Barulho da Chuva #11


Meritocracia... o tanas!


POR JOSÉ ANTÓNIO BAÇO

Quando entrei para a Faculdade de Engenharia havia um único calouro vindo do ensino público (não tenho certeza, mas acho que era também o único de Joinville). O cara era bom. Dominava os temas com muita facilidade e as suas notas eram sempre exemplares, mesmo naquelas cadeiras em que a maioria vivia a patinar. Fazer certas disciplinas era um pesadelo. Mas não para ele, que parecia talhado para a coisa.

No entanto, era notório que o cara não tinha dinheiro. Pelas roupas que vestia, pelo transporte que usava (busão, claro) ou pelo lazer de que não podia desfrutar. Muito diferente dos outros alunos, quase todos vindos de outras cidades e de famílias com alguma grana.
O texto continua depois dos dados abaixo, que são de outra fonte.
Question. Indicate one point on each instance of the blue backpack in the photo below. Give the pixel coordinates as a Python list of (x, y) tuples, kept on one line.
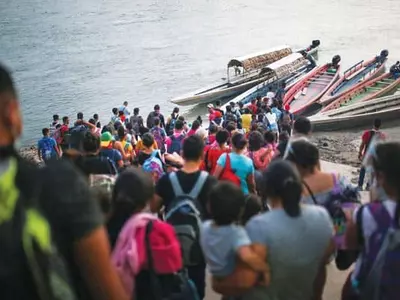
[(176, 144), (379, 276)]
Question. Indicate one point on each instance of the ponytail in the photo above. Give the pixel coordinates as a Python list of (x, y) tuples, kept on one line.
[(291, 198)]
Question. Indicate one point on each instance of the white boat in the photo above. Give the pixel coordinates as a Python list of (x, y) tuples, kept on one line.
[(289, 69), (246, 74)]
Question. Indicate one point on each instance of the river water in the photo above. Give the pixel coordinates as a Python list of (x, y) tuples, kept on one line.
[(69, 56)]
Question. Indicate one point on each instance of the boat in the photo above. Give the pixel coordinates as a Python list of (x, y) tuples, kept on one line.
[(386, 84), (246, 72), (357, 74), (359, 114), (289, 69), (312, 87)]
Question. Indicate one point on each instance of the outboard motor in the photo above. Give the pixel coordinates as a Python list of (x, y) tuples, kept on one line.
[(384, 53), (336, 60), (315, 44)]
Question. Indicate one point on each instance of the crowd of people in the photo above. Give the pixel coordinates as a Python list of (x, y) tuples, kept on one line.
[(139, 209)]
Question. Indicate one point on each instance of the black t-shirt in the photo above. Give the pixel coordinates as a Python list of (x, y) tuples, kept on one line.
[(93, 164), (72, 212), (187, 182)]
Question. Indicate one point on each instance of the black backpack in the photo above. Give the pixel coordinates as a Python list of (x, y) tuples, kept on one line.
[(185, 215), (31, 267)]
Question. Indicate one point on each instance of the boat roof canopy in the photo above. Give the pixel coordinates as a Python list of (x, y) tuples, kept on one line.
[(260, 59), (285, 66)]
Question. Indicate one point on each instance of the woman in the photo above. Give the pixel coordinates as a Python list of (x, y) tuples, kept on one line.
[(260, 156), (298, 238), (241, 165), (370, 224), (317, 184)]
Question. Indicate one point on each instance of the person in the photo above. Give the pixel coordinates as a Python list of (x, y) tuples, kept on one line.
[(90, 162), (370, 225), (194, 128), (169, 128), (54, 124), (136, 120), (174, 142), (60, 202), (261, 156), (270, 96), (47, 147), (246, 120), (125, 110), (298, 238), (159, 135), (253, 107), (213, 153), (115, 116), (107, 149), (155, 114), (226, 244), (241, 165), (140, 234), (187, 177), (366, 139), (97, 121)]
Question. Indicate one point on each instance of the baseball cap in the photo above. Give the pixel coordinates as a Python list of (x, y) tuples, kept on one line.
[(106, 139)]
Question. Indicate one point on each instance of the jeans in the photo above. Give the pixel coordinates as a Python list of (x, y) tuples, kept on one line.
[(198, 275), (361, 177)]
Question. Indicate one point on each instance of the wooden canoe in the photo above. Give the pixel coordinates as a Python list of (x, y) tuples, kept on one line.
[(357, 74), (311, 88), (381, 86)]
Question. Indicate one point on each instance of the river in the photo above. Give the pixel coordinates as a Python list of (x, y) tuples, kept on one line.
[(69, 56)]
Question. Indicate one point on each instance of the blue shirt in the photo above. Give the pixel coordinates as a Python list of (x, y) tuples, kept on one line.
[(220, 244), (46, 146), (114, 155), (242, 167), (295, 246)]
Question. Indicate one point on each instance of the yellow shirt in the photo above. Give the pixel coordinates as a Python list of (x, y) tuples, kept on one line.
[(246, 122)]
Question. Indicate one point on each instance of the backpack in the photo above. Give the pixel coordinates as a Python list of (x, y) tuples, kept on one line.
[(157, 134), (76, 135), (176, 144), (171, 125), (154, 166), (380, 270), (228, 174), (184, 215), (29, 259)]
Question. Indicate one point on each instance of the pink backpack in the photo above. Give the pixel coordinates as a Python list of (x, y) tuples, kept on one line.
[(129, 255)]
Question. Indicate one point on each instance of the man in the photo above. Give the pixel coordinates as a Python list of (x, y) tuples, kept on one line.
[(47, 146), (53, 125), (366, 140), (155, 114), (136, 121), (187, 177), (171, 121), (69, 213), (107, 149), (125, 110)]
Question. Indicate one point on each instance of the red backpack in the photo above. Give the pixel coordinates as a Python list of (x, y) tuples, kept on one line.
[(228, 174)]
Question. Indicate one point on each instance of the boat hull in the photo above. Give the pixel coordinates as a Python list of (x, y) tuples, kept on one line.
[(355, 76), (310, 89), (381, 86), (357, 115)]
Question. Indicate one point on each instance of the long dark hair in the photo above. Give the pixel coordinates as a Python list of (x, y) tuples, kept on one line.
[(281, 180), (386, 160)]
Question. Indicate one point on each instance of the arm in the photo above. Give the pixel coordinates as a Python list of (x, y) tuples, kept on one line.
[(92, 255)]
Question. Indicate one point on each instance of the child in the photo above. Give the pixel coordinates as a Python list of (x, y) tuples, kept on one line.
[(236, 264)]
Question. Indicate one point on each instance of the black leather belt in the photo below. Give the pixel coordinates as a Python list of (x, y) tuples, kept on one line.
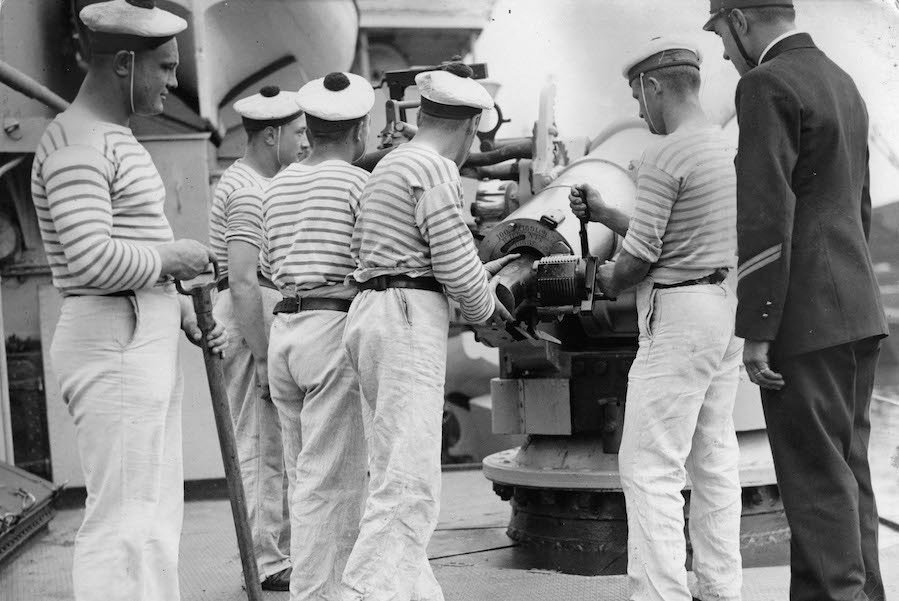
[(311, 303), (383, 282), (716, 277), (223, 284), (120, 293)]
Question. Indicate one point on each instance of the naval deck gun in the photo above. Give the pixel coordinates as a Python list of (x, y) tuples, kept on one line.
[(564, 360)]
Um bom número de colegas de sala usava roupas de marca, tinha carro próprio e não economizava na hora das festas.

Não sei quanto tempo o tal estudante permaneceu na faculdade (não digo o nome, mas lembro). Mas sei que a certa altura as suas aparições tornaram-se escassas e um dia deixei de vê-lo. Lembro de ter ouvido que tinha arranjado emprego, porque precisava sustentar a família. E a faculdade, com aulas o dia inteiro (e por vezes à noite) impossibilitava qualquer projeto nesse sentido.
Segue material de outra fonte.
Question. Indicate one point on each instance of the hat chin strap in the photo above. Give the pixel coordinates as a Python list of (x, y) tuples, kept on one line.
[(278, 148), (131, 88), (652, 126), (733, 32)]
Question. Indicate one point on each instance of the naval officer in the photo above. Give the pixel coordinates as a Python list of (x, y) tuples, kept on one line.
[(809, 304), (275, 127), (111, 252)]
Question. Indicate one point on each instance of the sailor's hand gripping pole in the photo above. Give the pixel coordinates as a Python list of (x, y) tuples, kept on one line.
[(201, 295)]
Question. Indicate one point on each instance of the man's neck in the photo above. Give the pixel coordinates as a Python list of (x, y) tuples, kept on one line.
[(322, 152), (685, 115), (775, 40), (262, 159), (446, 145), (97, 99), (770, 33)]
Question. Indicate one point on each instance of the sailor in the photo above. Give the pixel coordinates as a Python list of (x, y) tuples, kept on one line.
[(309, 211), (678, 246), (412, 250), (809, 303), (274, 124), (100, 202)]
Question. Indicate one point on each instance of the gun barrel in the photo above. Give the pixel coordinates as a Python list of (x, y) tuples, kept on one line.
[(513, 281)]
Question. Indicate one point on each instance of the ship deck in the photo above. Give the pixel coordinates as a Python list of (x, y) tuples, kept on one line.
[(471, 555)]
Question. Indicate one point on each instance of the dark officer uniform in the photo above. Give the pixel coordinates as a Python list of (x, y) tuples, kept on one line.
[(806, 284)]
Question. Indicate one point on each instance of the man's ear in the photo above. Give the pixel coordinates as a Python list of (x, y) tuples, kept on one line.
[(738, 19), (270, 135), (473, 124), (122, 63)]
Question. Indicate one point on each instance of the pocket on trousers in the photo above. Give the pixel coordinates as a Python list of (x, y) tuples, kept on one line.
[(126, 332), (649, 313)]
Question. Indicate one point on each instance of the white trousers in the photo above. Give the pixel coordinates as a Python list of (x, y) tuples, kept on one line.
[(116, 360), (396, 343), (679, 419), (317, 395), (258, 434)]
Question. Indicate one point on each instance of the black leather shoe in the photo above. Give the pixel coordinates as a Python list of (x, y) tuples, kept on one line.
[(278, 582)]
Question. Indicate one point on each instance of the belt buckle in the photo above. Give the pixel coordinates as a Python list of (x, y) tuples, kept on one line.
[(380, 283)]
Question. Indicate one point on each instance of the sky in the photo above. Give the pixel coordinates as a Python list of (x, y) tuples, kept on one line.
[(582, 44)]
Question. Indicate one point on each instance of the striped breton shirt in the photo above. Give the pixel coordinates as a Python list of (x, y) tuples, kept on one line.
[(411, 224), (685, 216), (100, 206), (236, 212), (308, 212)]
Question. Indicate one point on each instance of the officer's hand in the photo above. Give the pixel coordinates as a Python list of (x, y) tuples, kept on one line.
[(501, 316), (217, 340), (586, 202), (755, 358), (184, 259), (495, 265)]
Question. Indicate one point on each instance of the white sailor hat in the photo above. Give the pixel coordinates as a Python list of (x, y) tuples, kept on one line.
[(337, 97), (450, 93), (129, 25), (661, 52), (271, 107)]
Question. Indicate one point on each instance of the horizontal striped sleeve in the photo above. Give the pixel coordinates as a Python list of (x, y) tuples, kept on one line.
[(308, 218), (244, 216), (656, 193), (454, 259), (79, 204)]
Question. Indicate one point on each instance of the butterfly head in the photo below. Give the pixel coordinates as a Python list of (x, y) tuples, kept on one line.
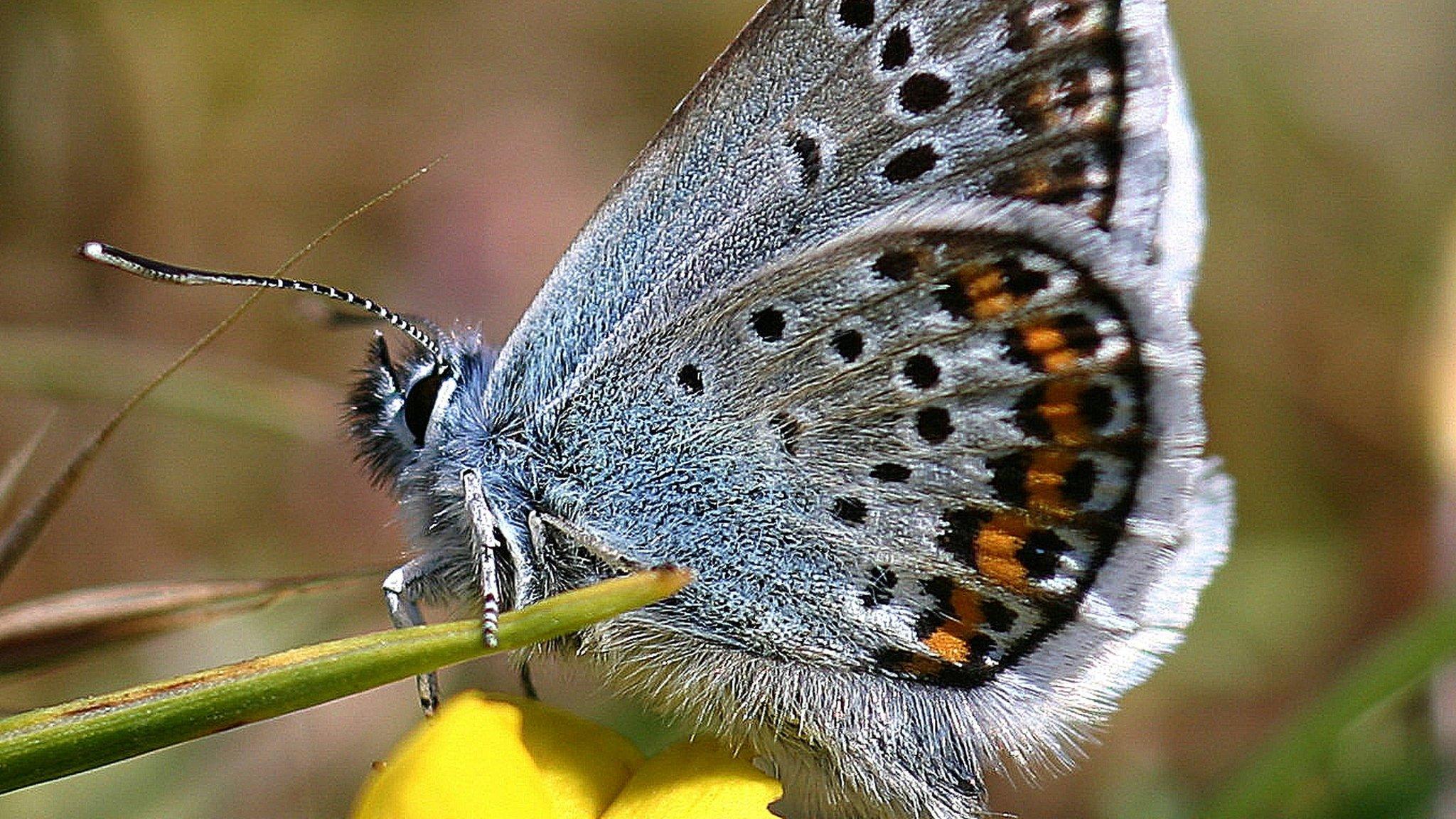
[(400, 413)]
Por que trazer essa história? Ora, porque tem muita gente a insistir na meritocracia como a panaceia capaz de produzir uma sociedade justa. Aliás, antes de continuar quero deixar claro: não nego o mérito, porque ele existe. O que rejeito é a desigualdade e as injustiças sociais. Porque a meritocracia só faz sentido se todos partirem em igualdade de condições. Não é o que acontece.

A meritocracia só existe quando todos são iguais à partida
O fato é que eu, sendo um péssimo projeto de engenheiro (tanto que desisti, depois de algum tempo), podia continuar na faculdade. O cara não. E eu pergunto: onde está a meritocracia? Não está. O discurso do mérito, repetido à exaustão pelos “homens de bem” (os que estão por cima da carne seca) serve apenas para a reforçar a elisão das diferenças de classe.
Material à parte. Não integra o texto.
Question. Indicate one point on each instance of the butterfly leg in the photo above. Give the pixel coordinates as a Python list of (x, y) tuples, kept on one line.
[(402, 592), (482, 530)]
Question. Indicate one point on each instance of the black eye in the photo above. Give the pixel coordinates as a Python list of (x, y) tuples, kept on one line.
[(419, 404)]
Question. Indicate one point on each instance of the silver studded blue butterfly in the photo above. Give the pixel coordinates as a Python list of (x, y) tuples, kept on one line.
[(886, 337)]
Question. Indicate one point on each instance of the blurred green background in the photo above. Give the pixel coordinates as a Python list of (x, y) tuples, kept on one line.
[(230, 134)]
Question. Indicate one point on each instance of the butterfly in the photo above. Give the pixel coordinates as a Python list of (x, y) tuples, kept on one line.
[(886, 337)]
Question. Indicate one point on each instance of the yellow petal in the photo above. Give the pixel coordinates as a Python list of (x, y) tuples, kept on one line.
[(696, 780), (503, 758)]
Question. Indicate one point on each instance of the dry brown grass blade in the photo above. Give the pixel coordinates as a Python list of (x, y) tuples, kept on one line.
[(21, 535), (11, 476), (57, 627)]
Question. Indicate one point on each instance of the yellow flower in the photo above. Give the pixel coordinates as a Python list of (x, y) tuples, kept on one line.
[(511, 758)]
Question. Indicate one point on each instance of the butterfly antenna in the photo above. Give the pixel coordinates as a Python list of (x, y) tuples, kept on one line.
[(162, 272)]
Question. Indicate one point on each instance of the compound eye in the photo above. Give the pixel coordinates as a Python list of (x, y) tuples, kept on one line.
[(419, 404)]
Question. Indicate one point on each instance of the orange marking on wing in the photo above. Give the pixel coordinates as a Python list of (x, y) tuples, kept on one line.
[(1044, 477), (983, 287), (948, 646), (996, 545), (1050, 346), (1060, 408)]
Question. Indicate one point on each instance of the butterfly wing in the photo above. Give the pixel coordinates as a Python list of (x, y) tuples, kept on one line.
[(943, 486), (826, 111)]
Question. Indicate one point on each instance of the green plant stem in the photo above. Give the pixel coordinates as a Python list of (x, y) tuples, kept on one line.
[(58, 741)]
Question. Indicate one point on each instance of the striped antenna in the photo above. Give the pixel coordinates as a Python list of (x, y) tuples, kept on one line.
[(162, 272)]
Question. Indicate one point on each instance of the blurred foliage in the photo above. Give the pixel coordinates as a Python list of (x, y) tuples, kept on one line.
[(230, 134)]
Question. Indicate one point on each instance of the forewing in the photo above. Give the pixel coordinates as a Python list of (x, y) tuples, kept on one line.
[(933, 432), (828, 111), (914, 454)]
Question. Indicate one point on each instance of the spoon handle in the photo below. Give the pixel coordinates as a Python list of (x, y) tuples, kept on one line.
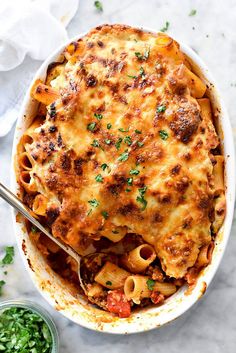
[(10, 198)]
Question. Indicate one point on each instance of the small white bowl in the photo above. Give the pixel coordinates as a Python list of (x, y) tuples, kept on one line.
[(52, 287)]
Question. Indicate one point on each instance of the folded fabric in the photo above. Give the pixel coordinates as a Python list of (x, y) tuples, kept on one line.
[(30, 27), (27, 28)]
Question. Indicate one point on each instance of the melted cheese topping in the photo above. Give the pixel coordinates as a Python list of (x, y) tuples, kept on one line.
[(126, 112)]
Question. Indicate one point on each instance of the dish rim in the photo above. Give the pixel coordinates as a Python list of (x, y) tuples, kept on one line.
[(133, 326)]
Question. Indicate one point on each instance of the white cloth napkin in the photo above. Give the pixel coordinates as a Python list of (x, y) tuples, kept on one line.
[(27, 27)]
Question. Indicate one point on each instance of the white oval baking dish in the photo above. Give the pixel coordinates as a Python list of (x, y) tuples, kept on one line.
[(76, 309)]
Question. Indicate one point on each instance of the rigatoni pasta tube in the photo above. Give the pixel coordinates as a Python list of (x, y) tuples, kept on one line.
[(139, 258), (40, 205), (27, 182), (165, 288), (111, 276), (94, 290), (220, 208), (218, 172), (135, 288)]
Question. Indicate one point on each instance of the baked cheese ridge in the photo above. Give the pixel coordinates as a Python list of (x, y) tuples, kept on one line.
[(126, 111)]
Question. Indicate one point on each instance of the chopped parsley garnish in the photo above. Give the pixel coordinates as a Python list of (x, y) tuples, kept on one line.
[(23, 330), (91, 126), (128, 140), (130, 181), (107, 141), (166, 27), (98, 116), (105, 214), (99, 178), (118, 143), (89, 212), (141, 71), (98, 5), (94, 203), (134, 172), (192, 12), (145, 56), (1, 286), (161, 108), (104, 166), (131, 76), (124, 156), (141, 198), (95, 143), (163, 134), (9, 255), (121, 129), (150, 284)]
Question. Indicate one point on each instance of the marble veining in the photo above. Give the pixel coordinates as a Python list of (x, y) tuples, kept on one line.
[(209, 326)]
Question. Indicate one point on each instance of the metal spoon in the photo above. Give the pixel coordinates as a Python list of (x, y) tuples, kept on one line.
[(10, 198)]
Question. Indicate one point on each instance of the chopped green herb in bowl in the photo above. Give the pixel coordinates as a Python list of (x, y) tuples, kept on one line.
[(26, 327)]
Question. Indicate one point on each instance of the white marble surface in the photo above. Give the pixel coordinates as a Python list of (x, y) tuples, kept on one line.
[(210, 326)]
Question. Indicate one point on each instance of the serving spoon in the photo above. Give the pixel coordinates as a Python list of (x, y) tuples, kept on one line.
[(13, 200)]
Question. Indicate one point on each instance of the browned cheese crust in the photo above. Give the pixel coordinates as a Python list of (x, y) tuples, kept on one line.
[(125, 102)]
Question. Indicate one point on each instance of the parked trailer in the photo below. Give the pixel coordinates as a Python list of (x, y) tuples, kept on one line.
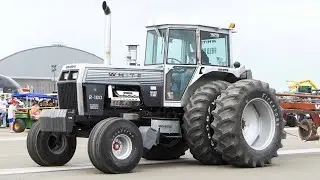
[(306, 104)]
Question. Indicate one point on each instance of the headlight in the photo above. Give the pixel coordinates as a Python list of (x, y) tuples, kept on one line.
[(65, 75), (74, 75)]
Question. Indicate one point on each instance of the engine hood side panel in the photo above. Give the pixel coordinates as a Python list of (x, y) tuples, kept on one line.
[(150, 81)]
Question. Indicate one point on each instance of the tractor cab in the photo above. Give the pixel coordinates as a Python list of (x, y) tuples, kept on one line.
[(184, 49)]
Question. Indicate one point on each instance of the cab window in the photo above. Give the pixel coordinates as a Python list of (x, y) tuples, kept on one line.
[(214, 48), (155, 47), (182, 47)]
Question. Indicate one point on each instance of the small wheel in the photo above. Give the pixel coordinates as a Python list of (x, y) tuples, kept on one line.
[(19, 126), (115, 146), (50, 149), (248, 124)]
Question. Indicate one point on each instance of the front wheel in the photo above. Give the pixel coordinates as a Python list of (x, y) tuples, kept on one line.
[(50, 149), (248, 124), (115, 146)]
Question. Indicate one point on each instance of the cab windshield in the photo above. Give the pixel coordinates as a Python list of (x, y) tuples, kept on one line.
[(155, 47), (181, 47)]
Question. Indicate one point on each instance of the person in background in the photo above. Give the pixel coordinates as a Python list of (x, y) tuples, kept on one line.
[(11, 114), (35, 111), (3, 111)]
O leitor e a leitora podem contra-argumentar com o exemplo dos self-made man, mas o fato é que são uma minoria. Aliás, ninguém fala das self-made woman, o que apenas denota outra injustiça: no plano do gênero, a meritocracia também é coxa, tanto que as mulheres ganham menos que os homens no desempenho das mesmas funções. Na maioria dos casos, o mérito parece ser apenas para homens brancos e com alguma linhagem familiar.


Mérito sem igualdade de oportunidades é simples palavrório para inocentar as diferenças de classe. Enquanto houver potenciais Einsteins perdidos ali no Itaum não venham com essa treta de meritocracia. Porque é apenas conversa para boi dormir. Meritocracia... o tanas!

É a dança da chuva.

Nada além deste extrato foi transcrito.